The only caveat to the above recommendation is for patients who may have already received an NIV for respiratory dysfunction. If the patient has NIV already ordered, they generally do not also need a sleep study since the NIV will treat the sleep apnea automatically. In addition, most PLMs improve with treatment of the sleep apnea and NIV is usually all that is needed.
Restless leg syndrome is a diagnosis that is made clinically and no testing is needed. Multiple pharmacological treatments are available when the diagnosis is made.
I would like to again emphasize that pulmonary complaints are very rare in CMT patients. When problems occur, they are usually slow in onset and slow in progression. However, if they do occur it is a good idea to have a plan. Hopefully, this article provides a good starting point for that plan. I recommend seeing a pulmonologist who specializes in neuromuscular patients as well as being followed by a center that specializes in CMT patients. In addition, if equipment is ever needed, I recommend using a DME/respiratory therapist that specializes in neuromuscular patients.

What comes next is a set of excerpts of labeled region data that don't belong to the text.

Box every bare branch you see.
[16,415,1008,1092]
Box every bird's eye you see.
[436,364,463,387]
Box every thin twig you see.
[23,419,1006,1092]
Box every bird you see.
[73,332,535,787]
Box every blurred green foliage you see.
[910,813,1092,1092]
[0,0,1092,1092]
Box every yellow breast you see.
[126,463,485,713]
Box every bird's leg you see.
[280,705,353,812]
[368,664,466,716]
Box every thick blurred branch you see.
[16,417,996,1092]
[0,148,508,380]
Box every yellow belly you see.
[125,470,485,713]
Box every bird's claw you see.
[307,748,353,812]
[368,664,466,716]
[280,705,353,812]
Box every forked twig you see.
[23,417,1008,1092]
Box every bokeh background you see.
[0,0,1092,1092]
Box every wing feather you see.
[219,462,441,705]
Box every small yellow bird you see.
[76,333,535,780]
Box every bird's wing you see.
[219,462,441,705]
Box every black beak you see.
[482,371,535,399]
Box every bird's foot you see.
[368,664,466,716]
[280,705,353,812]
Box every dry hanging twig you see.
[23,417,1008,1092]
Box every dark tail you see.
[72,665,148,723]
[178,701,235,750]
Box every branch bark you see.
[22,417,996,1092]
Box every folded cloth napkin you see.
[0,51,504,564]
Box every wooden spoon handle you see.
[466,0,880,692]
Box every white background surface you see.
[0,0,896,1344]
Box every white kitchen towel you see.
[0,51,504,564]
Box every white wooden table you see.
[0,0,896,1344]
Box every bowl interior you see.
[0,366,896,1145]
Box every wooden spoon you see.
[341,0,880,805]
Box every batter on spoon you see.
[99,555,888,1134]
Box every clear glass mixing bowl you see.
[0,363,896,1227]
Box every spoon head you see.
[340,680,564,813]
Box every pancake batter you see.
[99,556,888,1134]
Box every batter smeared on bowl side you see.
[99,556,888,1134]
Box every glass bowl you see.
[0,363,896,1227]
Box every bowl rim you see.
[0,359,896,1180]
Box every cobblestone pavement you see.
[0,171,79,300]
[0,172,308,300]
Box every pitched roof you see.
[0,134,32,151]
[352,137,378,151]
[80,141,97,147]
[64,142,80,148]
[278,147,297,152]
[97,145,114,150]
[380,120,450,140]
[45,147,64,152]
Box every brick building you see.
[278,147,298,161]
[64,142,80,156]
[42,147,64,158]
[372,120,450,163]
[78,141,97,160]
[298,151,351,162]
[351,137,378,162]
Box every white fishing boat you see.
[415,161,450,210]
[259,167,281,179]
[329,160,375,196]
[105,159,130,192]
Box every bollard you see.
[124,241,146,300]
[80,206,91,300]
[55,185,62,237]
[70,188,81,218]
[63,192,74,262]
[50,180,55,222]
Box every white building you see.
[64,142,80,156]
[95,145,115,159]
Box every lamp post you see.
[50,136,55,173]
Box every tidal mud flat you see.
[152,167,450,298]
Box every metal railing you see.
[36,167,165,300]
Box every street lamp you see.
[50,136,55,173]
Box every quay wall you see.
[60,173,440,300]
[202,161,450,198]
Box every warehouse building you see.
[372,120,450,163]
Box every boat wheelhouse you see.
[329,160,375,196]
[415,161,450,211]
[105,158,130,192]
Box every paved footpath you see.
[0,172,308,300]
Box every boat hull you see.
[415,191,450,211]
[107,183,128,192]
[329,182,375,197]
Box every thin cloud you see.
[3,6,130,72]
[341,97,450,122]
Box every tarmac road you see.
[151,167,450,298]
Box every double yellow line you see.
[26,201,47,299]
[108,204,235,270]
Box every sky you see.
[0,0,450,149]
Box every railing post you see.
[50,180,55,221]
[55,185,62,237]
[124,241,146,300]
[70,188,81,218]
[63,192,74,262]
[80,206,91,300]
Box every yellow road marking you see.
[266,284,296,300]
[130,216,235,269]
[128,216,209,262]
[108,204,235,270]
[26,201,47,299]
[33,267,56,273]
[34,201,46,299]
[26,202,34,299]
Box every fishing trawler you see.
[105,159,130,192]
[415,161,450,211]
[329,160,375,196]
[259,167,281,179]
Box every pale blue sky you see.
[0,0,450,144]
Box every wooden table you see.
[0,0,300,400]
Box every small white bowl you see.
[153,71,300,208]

 NIV is a portable noninvasive ventilator. Trilogy and Astral are two common brand names. CPAP and BiPAP are extremely uncomfortable for neuromuscular patients with respiratory problems. When working with an NIV, the physician can program many more variables (rather than just a simple pressure), so it becomes much better tolerated by the patient. When treating sleep apnea, neuromuscular patients have a higher percentage of central sleep apnea (rather than obstructive). A CPAP would worsen central apnea, so NIV is again the device of choice.
 Patients with neuromuscular disease have a problem with respiratory muscles not with the lungs (usually … unless they have a different underlying lung problem … asthma, COPD, etc.). Since the problem is muscular in nature (and not lungs) oxygen would not help. Positive pressure ventilation helps. Usually oxygen is not beneficial. Patients that have severe respiratory muscle weakness (again rare in CMT) and are not treated properly with positive ventilation may have decreased air movement (ventilation) which results in hypercapnia (high CO2). Oxygen may worsen the hypercapnia in some patients. However if the patient is treated properly with noninvasive pressure ventilation … adding or not adding oxygen will not make a huge difference. This is more likely in other neuromuscular diseases and less likely in CMT.